Department of Chemical Engineering, Bogazici University, Istanbul, Turkey.
PLoS One. 2011;6(12):e29284. doi: 10.1371/journal.pone.0029284. Epub 2011 Dec 21.
Cellular mechanisms leading to aging and therefore increasing susceptibility to age-related diseases are a central topic of research since aging is the ultimate, yet not understood mechanism of the fate of a cell. Studies with model organisms have been conducted to ellucidate these mechanisms, and chronological aging of yeast has been extensively used as a model for oxidative stress and aging of postmitotic tissues in higher eukaryotes.
METHODOLOGY/PRINCIPAL FINDINGS: The chronological aging network of yeast was reconstructed by integrating protein-protein interaction data with gene ontology terms. The reconstructed network was then statistically "tuned" based on the betweenness centrality values of the nodes to compensate for the computer automated method. Both the originally reconstructed and tuned networks were subjected to topological and modular analyses. Finally, an ultimate "heart" network was obtained via pooling the step specific key proteins, which resulted from the decomposition of the linear paths depicting several signaling routes in the tuned network.

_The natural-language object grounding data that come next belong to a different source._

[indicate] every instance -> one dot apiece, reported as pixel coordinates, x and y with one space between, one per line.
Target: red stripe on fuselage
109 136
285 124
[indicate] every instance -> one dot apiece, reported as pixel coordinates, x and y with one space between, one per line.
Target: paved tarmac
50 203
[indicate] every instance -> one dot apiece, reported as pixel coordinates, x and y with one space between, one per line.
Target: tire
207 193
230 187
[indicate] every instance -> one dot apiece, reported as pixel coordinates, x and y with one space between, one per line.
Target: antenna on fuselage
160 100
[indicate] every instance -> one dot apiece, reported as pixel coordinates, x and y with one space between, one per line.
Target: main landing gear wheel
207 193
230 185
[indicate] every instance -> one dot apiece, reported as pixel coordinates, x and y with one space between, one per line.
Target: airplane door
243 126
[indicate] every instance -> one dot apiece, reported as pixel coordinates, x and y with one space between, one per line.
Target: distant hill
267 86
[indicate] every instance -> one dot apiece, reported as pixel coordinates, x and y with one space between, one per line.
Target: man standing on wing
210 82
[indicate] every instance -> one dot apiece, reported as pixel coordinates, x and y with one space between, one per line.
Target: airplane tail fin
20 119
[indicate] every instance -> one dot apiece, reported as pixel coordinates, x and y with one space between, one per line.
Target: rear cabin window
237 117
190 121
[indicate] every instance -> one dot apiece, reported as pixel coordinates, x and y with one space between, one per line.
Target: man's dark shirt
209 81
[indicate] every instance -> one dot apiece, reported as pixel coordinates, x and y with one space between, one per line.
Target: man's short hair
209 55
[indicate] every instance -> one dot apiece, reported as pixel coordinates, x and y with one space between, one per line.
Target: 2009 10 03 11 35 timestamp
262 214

CONCLUSIONS/SIGNIFICANCE: The reconstructed networks are of scale-free and hierarchical nature, following a power law model with γ = 1.49. The results of modular and topological analyses verified that the tuning method was successful. The significantly enriched gene ontology terms of the modular analysis confirmed also that the multifactorial nature of chronological aging was captured by the tuned network. The interplay between various signaling pathways such as TOR, Akt/PKB and cAMP/Protein kinase A was summarized in the "heart" network originated from linear path analysis. The deletion of four genes, TCB3, SNA3, PST2 and YGR130C, was found to increase the chronological life span of yeast. The reconstructed networks can also give insight about the effect of other cellular machineries on chronological aging by targeting different signaling pathways in the linear path analysis, along with unraveling of novel proteins playing part in these pathways.

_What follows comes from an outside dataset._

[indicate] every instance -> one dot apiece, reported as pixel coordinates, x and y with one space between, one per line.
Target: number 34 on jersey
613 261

导致衰老和因此增加与年龄相关疾病易感性的细胞机制是研究的核心主题,因为衰老是细胞命运的最终但尚未被理解的机制。已经进行了使用模式生物的研究以阐明这些机制,并且酵母的时序老化已被广泛用作高等真核生物氧化应激和有丝分裂后组织衰老的模型。
方法/主要发现:通过将蛋白质-蛋白质相互作用数据与基因本体论术语集成,重建了酵母的时序老化网络。然后,根据节点的介数中心值对重建的网络进行了统计“调整”,以补偿计算机自动方法。最初重建和调整的网络都进行了拓扑和模块分析。最后,通过汇集来自调整网络中描绘几条信号通路的线性路径的特定关键蛋白质,获得了最终的“核心”网络。

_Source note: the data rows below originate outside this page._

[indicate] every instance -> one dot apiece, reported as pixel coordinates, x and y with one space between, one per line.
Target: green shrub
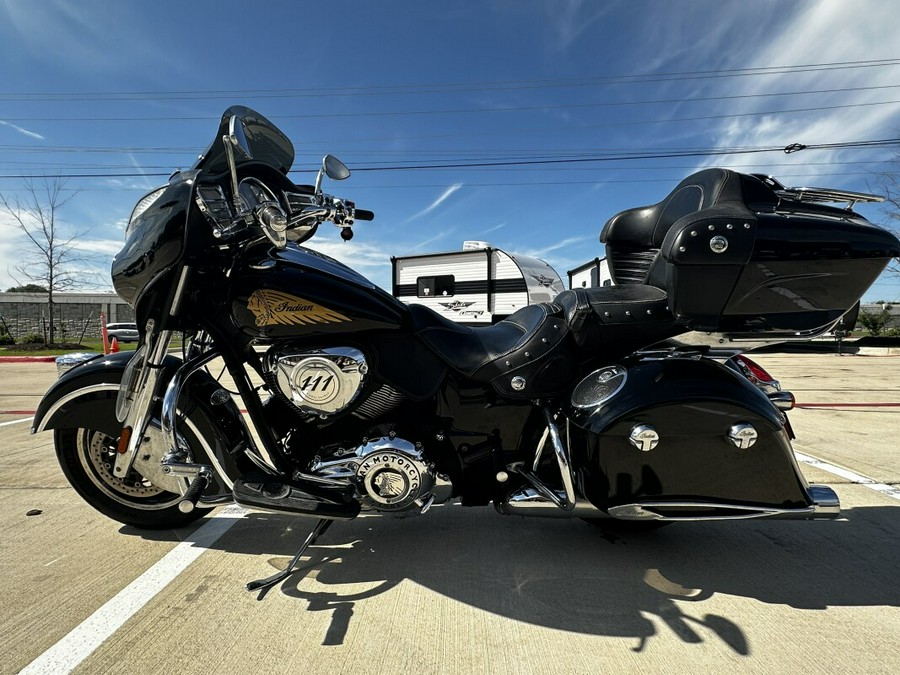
875 323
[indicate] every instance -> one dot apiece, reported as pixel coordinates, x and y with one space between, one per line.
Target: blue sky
125 87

结论/意义:重建的网络具有无标度和分层的性质,遵循幂律模型,γ=1.49。模块和拓扑分析的结果验证了调整方法是成功的。模块分析中显著富集的基因本体论术语也证实了调整网络捕捉了时序老化的多因素性质。TOR、Akt/PKB 和 cAMP/蛋白激酶 A 等各种信号通路之间的相互作用在源于线性路径分析的“核心”网络中得到了总结。删除四个基因 TCB3、SNA3、PST2 和 YGR130C 被发现可以延长酵母的时序寿命。通过在线性路径分析中靶向不同的信号通路,以及揭示在这些途径中发挥作用的新蛋白质,重建的网络还可以深入了解其他细胞机制对时序老化的影响。